Si les femmes s’épuisent voire s’écroulent sous la masse conjuguée de leurs préoccupations professionnelles et personnelles, peuvent également être minées par leur souci constant du bien-être des autres, il pèse aussi sur elles, au sein de leur couple, la responsabilité d’avoir une sexualité sans fausse note. Décryptage de ce phénomène avec Caroline Michel, co-auteure d’un ouvrage sur le sujet. 

Une inégalité peut en cacher beaucoup d’autres. Si l’on connait bien désormais la notion de charge mentale, sorte de joug -très largement féminin-qui consiste à avoir le cerveau perpétuellement saturé de pensées portant sur les tâches domestiques et/ou parentales à effectuer et la charge émotionnelle, qui nous conduit à être dans l’anticipation constante des besoins et envies de ceux qui nous entourent, il en existe aussi une troisième qui résulte des deux premières, la charge sexuelle. Parce que notre culture, très patriarcale par essence, nous apprend dès le berceau qu’il est normal que les filles soient dans le soin et le service aux autres, ce que l’on appelle le « care », la mission de réussir sa sexualité, dans une relation hétérosexuelle, incombe aux femmes au sein de l’immense majorité des couples. Cette chape supplémentaire a été conceptualisée par la journaliste et podcasteuse de Quoi de meuf ! Clémentine Gallot dans un article paru sur Slate le 15 février 2019. Elle a en fait depuis un livre éponyme avec sa consœur Caroline Michel. 

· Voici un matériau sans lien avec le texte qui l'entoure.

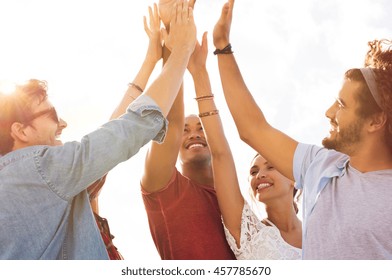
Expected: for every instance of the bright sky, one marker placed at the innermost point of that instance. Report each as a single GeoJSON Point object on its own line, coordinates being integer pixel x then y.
{"type": "Point", "coordinates": [292, 55]}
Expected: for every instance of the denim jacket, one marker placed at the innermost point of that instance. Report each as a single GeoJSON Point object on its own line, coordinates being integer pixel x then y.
{"type": "Point", "coordinates": [45, 211]}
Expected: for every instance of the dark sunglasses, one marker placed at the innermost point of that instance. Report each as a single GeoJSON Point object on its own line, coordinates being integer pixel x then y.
{"type": "Point", "coordinates": [51, 112]}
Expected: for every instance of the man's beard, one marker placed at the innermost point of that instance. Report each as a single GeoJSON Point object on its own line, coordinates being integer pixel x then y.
{"type": "Point", "coordinates": [345, 139]}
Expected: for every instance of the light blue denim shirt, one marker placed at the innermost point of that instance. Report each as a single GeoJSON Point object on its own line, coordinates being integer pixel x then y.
{"type": "Point", "coordinates": [44, 206]}
{"type": "Point", "coordinates": [314, 167]}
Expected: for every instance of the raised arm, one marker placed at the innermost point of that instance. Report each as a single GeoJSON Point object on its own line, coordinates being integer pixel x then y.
{"type": "Point", "coordinates": [153, 55]}
{"type": "Point", "coordinates": [161, 158]}
{"type": "Point", "coordinates": [182, 39]}
{"type": "Point", "coordinates": [231, 201]}
{"type": "Point", "coordinates": [252, 126]}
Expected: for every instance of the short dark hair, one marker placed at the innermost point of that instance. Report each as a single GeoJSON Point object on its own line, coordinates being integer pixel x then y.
{"type": "Point", "coordinates": [379, 58]}
{"type": "Point", "coordinates": [16, 107]}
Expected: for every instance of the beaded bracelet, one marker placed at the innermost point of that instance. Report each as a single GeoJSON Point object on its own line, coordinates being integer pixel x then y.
{"type": "Point", "coordinates": [225, 50]}
{"type": "Point", "coordinates": [135, 86]}
{"type": "Point", "coordinates": [204, 97]}
{"type": "Point", "coordinates": [210, 113]}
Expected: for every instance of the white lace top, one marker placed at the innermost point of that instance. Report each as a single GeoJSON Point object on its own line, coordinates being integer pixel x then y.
{"type": "Point", "coordinates": [260, 242]}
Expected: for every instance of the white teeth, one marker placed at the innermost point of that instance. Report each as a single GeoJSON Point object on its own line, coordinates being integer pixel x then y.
{"type": "Point", "coordinates": [195, 146]}
{"type": "Point", "coordinates": [263, 185]}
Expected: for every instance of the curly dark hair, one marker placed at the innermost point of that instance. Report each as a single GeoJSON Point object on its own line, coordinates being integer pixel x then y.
{"type": "Point", "coordinates": [16, 107]}
{"type": "Point", "coordinates": [379, 58]}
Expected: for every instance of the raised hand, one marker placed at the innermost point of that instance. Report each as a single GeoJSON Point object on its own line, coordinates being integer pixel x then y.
{"type": "Point", "coordinates": [182, 28]}
{"type": "Point", "coordinates": [221, 34]}
{"type": "Point", "coordinates": [153, 30]}
{"type": "Point", "coordinates": [165, 10]}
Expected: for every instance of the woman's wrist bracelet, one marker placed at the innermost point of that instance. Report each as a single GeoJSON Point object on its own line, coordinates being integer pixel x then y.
{"type": "Point", "coordinates": [136, 86]}
{"type": "Point", "coordinates": [210, 113]}
{"type": "Point", "coordinates": [204, 97]}
{"type": "Point", "coordinates": [225, 50]}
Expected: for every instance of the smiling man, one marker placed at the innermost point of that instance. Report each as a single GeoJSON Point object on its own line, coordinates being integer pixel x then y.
{"type": "Point", "coordinates": [346, 184]}
{"type": "Point", "coordinates": [182, 208]}
{"type": "Point", "coordinates": [45, 210]}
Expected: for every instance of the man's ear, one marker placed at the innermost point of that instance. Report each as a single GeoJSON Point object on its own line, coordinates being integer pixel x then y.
{"type": "Point", "coordinates": [377, 121]}
{"type": "Point", "coordinates": [18, 132]}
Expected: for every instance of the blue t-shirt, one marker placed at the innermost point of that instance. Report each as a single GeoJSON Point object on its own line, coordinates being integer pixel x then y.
{"type": "Point", "coordinates": [346, 212]}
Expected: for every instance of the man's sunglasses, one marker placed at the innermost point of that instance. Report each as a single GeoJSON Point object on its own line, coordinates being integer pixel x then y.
{"type": "Point", "coordinates": [51, 112]}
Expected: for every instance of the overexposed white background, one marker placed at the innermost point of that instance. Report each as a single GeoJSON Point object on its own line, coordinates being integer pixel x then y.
{"type": "Point", "coordinates": [292, 54]}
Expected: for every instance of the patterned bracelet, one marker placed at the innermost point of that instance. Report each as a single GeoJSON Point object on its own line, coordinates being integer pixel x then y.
{"type": "Point", "coordinates": [210, 113]}
{"type": "Point", "coordinates": [225, 50]}
{"type": "Point", "coordinates": [204, 97]}
{"type": "Point", "coordinates": [135, 86]}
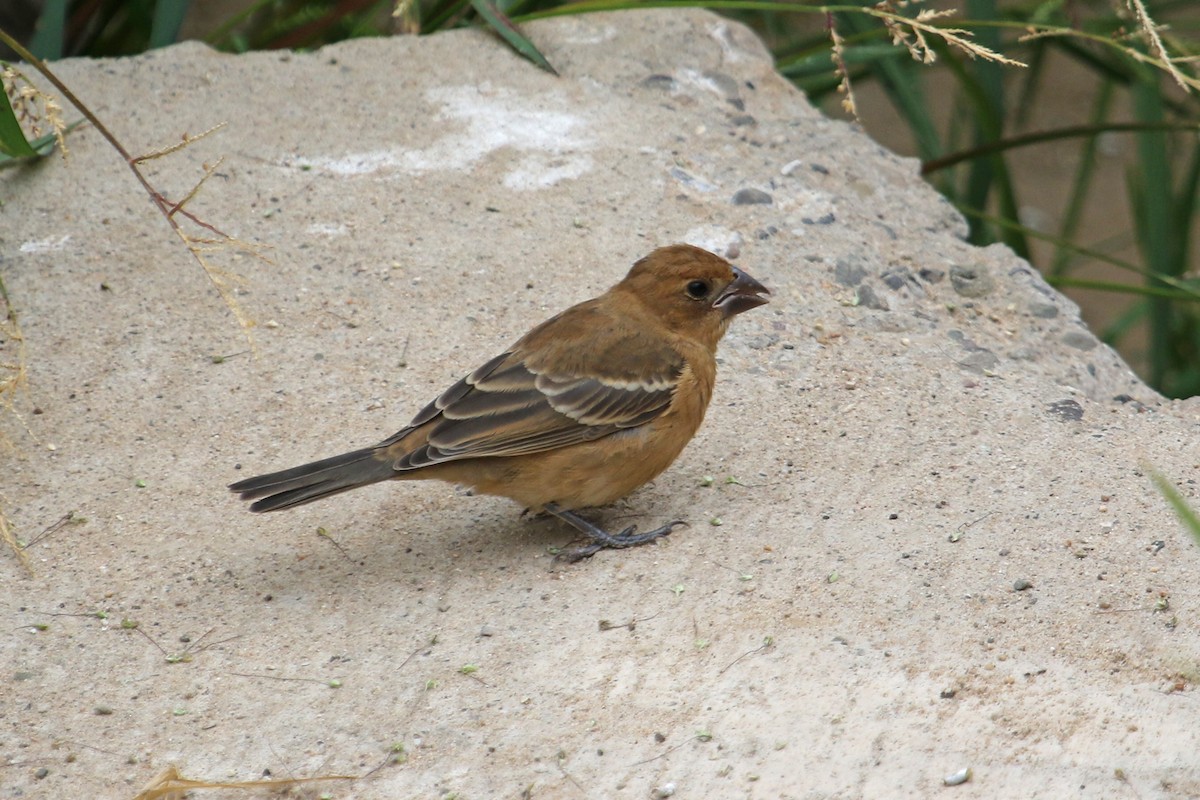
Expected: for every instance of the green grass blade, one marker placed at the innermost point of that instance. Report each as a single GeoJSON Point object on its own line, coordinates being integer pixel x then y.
{"type": "Point", "coordinates": [1150, 188]}
{"type": "Point", "coordinates": [51, 31]}
{"type": "Point", "coordinates": [1181, 507]}
{"type": "Point", "coordinates": [168, 18]}
{"type": "Point", "coordinates": [509, 32]}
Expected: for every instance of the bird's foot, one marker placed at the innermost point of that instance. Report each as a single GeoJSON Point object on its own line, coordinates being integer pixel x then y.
{"type": "Point", "coordinates": [600, 539]}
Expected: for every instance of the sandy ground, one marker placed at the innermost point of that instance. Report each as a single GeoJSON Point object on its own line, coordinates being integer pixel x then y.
{"type": "Point", "coordinates": [923, 539]}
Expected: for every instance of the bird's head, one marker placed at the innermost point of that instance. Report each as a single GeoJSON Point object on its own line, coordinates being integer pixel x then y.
{"type": "Point", "coordinates": [691, 290]}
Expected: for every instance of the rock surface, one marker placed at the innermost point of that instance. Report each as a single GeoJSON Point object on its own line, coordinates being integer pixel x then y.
{"type": "Point", "coordinates": [923, 537]}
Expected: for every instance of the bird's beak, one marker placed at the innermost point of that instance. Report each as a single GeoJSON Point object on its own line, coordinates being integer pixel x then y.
{"type": "Point", "coordinates": [743, 294]}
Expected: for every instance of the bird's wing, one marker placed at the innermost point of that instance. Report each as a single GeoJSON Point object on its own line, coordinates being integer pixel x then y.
{"type": "Point", "coordinates": [522, 402]}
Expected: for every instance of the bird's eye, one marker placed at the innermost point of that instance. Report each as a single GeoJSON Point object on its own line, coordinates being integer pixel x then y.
{"type": "Point", "coordinates": [697, 289]}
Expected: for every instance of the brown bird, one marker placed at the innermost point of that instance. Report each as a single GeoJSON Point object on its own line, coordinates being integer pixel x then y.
{"type": "Point", "coordinates": [582, 410]}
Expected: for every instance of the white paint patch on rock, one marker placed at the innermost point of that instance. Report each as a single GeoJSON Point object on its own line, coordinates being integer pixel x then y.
{"type": "Point", "coordinates": [45, 245]}
{"type": "Point", "coordinates": [490, 119]}
{"type": "Point", "coordinates": [328, 229]}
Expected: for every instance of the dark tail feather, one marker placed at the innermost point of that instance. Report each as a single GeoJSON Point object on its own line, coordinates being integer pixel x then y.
{"type": "Point", "coordinates": [309, 482]}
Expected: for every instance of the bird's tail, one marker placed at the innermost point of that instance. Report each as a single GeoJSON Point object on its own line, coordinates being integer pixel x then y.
{"type": "Point", "coordinates": [309, 482]}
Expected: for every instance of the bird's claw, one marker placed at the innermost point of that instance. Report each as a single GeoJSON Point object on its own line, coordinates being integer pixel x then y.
{"type": "Point", "coordinates": [601, 540]}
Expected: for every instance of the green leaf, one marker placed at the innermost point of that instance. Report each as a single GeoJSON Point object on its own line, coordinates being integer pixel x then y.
{"type": "Point", "coordinates": [509, 32]}
{"type": "Point", "coordinates": [12, 139]}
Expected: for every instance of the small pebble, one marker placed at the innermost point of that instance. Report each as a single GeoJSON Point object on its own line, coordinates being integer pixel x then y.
{"type": "Point", "coordinates": [751, 197]}
{"type": "Point", "coordinates": [958, 779]}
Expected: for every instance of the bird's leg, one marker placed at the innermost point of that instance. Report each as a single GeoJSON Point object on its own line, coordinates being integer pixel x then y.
{"type": "Point", "coordinates": [600, 537]}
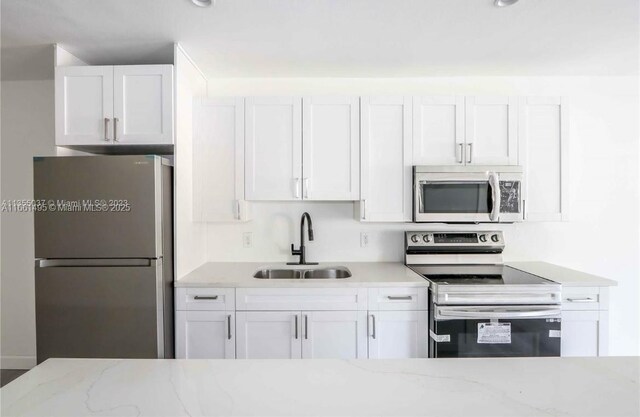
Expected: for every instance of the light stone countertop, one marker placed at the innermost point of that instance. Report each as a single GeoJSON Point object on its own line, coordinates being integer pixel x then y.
{"type": "Point", "coordinates": [561, 275]}
{"type": "Point", "coordinates": [582, 387]}
{"type": "Point", "coordinates": [240, 275]}
{"type": "Point", "coordinates": [365, 274]}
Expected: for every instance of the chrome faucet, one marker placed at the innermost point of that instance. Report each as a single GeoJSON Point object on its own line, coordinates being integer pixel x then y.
{"type": "Point", "coordinates": [301, 252]}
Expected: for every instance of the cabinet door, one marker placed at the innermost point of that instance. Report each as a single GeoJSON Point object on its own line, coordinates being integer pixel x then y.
{"type": "Point", "coordinates": [331, 148]}
{"type": "Point", "coordinates": [205, 335]}
{"type": "Point", "coordinates": [143, 104]}
{"type": "Point", "coordinates": [491, 131]}
{"type": "Point", "coordinates": [385, 173]}
{"type": "Point", "coordinates": [334, 334]}
{"type": "Point", "coordinates": [438, 130]}
{"type": "Point", "coordinates": [273, 143]}
{"type": "Point", "coordinates": [397, 334]}
{"type": "Point", "coordinates": [584, 333]}
{"type": "Point", "coordinates": [544, 150]}
{"type": "Point", "coordinates": [84, 105]}
{"type": "Point", "coordinates": [218, 160]}
{"type": "Point", "coordinates": [269, 334]}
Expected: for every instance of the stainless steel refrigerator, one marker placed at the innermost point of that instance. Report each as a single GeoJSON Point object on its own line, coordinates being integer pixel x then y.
{"type": "Point", "coordinates": [104, 257]}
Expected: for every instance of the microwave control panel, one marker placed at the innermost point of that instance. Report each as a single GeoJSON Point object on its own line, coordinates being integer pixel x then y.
{"type": "Point", "coordinates": [510, 196]}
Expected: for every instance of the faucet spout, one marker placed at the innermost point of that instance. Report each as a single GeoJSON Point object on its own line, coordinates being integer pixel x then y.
{"type": "Point", "coordinates": [302, 251]}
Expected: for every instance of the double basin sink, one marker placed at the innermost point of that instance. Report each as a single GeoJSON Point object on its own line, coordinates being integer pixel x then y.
{"type": "Point", "coordinates": [317, 273]}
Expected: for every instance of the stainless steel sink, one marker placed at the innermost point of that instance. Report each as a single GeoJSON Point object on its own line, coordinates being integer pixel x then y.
{"type": "Point", "coordinates": [318, 273]}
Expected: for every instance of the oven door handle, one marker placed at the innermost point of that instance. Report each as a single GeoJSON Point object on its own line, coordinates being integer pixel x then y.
{"type": "Point", "coordinates": [494, 183]}
{"type": "Point", "coordinates": [453, 313]}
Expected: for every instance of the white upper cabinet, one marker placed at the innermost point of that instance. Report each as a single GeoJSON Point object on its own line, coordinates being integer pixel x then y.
{"type": "Point", "coordinates": [491, 130]}
{"type": "Point", "coordinates": [296, 156]}
{"type": "Point", "coordinates": [218, 160]}
{"type": "Point", "coordinates": [121, 105]}
{"type": "Point", "coordinates": [334, 334]}
{"type": "Point", "coordinates": [455, 130]}
{"type": "Point", "coordinates": [331, 148]}
{"type": "Point", "coordinates": [544, 140]}
{"type": "Point", "coordinates": [84, 105]}
{"type": "Point", "coordinates": [143, 104]}
{"type": "Point", "coordinates": [386, 159]}
{"type": "Point", "coordinates": [438, 130]}
{"type": "Point", "coordinates": [273, 143]}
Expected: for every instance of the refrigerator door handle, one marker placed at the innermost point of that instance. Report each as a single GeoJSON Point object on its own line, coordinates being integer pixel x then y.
{"type": "Point", "coordinates": [52, 263]}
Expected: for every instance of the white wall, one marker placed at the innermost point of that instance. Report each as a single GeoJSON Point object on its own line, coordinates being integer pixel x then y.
{"type": "Point", "coordinates": [601, 236]}
{"type": "Point", "coordinates": [27, 130]}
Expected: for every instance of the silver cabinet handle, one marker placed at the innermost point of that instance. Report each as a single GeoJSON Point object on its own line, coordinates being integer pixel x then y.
{"type": "Point", "coordinates": [373, 326]}
{"type": "Point", "coordinates": [106, 129]}
{"type": "Point", "coordinates": [494, 182]}
{"type": "Point", "coordinates": [306, 187]}
{"type": "Point", "coordinates": [115, 129]}
{"type": "Point", "coordinates": [581, 300]}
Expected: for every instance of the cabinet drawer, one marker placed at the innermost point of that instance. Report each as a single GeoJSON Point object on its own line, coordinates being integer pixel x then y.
{"type": "Point", "coordinates": [398, 298]}
{"type": "Point", "coordinates": [582, 298]}
{"type": "Point", "coordinates": [266, 299]}
{"type": "Point", "coordinates": [204, 299]}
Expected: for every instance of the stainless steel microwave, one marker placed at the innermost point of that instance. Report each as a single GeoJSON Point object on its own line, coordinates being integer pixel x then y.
{"type": "Point", "coordinates": [468, 194]}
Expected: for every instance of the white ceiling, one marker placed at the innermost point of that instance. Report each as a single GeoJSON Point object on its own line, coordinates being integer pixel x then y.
{"type": "Point", "coordinates": [339, 38]}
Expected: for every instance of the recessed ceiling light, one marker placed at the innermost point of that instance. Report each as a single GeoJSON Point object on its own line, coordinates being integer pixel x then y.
{"type": "Point", "coordinates": [504, 3]}
{"type": "Point", "coordinates": [202, 3]}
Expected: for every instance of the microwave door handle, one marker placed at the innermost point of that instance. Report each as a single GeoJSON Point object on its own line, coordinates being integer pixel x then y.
{"type": "Point", "coordinates": [494, 182]}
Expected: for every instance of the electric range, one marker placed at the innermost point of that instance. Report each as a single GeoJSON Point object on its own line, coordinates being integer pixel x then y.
{"type": "Point", "coordinates": [479, 307]}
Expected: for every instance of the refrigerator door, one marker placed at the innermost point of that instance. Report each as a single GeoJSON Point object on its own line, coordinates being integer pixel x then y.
{"type": "Point", "coordinates": [100, 309]}
{"type": "Point", "coordinates": [98, 207]}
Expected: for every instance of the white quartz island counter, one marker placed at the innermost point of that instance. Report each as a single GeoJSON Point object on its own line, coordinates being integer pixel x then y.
{"type": "Point", "coordinates": [415, 387]}
{"type": "Point", "coordinates": [240, 275]}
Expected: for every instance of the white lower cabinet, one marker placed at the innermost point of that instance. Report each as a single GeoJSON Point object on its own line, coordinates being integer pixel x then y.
{"type": "Point", "coordinates": [397, 334]}
{"type": "Point", "coordinates": [307, 334]}
{"type": "Point", "coordinates": [205, 335]}
{"type": "Point", "coordinates": [268, 335]}
{"type": "Point", "coordinates": [583, 333]}
{"type": "Point", "coordinates": [585, 321]}
{"type": "Point", "coordinates": [334, 334]}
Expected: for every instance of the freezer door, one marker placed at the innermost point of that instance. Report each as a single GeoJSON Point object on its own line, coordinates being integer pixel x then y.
{"type": "Point", "coordinates": [96, 311]}
{"type": "Point", "coordinates": [98, 207]}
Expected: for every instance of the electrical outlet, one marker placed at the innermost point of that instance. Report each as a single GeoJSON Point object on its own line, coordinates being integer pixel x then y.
{"type": "Point", "coordinates": [364, 239]}
{"type": "Point", "coordinates": [247, 240]}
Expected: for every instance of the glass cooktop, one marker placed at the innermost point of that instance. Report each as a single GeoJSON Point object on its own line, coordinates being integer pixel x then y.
{"type": "Point", "coordinates": [477, 275]}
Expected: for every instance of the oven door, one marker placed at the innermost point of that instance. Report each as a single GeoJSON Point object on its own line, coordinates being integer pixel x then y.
{"type": "Point", "coordinates": [456, 197]}
{"type": "Point", "coordinates": [485, 331]}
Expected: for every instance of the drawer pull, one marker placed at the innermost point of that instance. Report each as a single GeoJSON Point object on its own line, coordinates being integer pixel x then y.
{"type": "Point", "coordinates": [581, 300]}
{"type": "Point", "coordinates": [205, 297]}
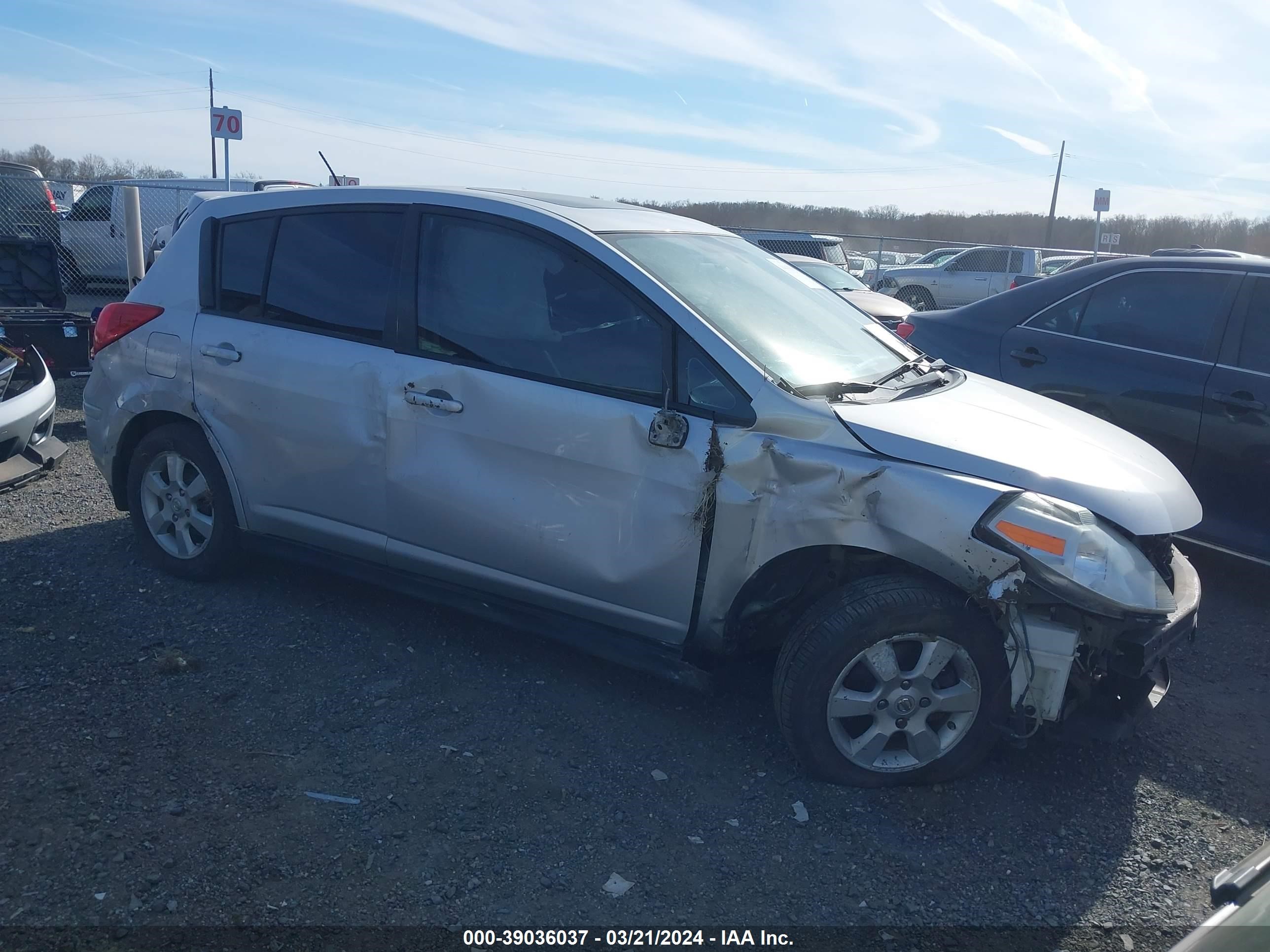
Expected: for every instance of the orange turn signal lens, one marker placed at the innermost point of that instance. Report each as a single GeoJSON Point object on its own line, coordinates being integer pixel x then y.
{"type": "Point", "coordinates": [1032, 537]}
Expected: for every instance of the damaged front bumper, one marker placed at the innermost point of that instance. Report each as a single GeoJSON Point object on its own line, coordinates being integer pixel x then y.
{"type": "Point", "coordinates": [27, 443]}
{"type": "Point", "coordinates": [1137, 676]}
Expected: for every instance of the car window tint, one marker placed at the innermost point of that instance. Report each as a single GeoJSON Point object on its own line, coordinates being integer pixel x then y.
{"type": "Point", "coordinates": [1062, 318]}
{"type": "Point", "coordinates": [333, 271]}
{"type": "Point", "coordinates": [1171, 312]}
{"type": "Point", "coordinates": [244, 253]}
{"type": "Point", "coordinates": [93, 205]}
{"type": "Point", "coordinates": [1255, 345]}
{"type": "Point", "coordinates": [508, 300]}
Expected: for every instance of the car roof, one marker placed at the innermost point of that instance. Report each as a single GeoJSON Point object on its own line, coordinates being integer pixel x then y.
{"type": "Point", "coordinates": [1026, 300]}
{"type": "Point", "coordinates": [591, 214]}
{"type": "Point", "coordinates": [21, 166]}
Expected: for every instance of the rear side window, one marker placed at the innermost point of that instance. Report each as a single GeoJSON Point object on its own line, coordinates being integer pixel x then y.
{"type": "Point", "coordinates": [333, 272]}
{"type": "Point", "coordinates": [1255, 345]}
{"type": "Point", "coordinates": [244, 254]}
{"type": "Point", "coordinates": [1170, 312]}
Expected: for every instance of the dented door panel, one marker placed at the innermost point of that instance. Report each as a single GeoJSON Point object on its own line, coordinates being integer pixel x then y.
{"type": "Point", "coordinates": [545, 494]}
{"type": "Point", "coordinates": [304, 436]}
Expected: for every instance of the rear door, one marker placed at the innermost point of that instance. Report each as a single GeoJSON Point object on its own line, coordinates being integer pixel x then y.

Cette charge sexuelle se traduit à plusieurs niveaux, d’abord au cœur des rapports sexuels en eux-mêmes. Les femmes se sentent en effet obligées de cocher toutes les cases pour qu’ils se passent bien. « Elles vont souvent se dire « Est-ce que je suis bien ? Est-ce que je ne suis pas trop maladroite ? Est-ce que je lui plais ? Est-ce que la lumière me met en valeur ? » détaille Carole Michel. Et elles se focaliseront avant tout sur les sensations de leur partenaire, quitte à oublier que les leurs comptent aussi. « Le plaisir de l’autre va passer en priorité, tout comme l’orgasme masculin. Elles vont s’en inquiéter. De leur côté, si elles n’atteignent pas la jouissance, elles se disent « c’est dommage mais cela reste une option », alors que son équivalent chez les hommes reste l’un des éléments qui cadrent le rapport sexuel. Cet enchaînement qui implique d’avoir une érection puis une pénétration et ensuite une éjaculation a toujours dessiné les contours des rapports sexuels. On n’a jamais remis en cause ces étapes-là. Ces conceptions phallo-centrées autour du pénis et de la pénétration continuent à entretenir aujourd’hui la charge sexuelle. Heureusement, on détricote petit à petit ce schéma-là car les femmes s’interrogent davantage à ce sujet » confie l’experte. 

Des injonctions pressantes à se rendre « séduisante » 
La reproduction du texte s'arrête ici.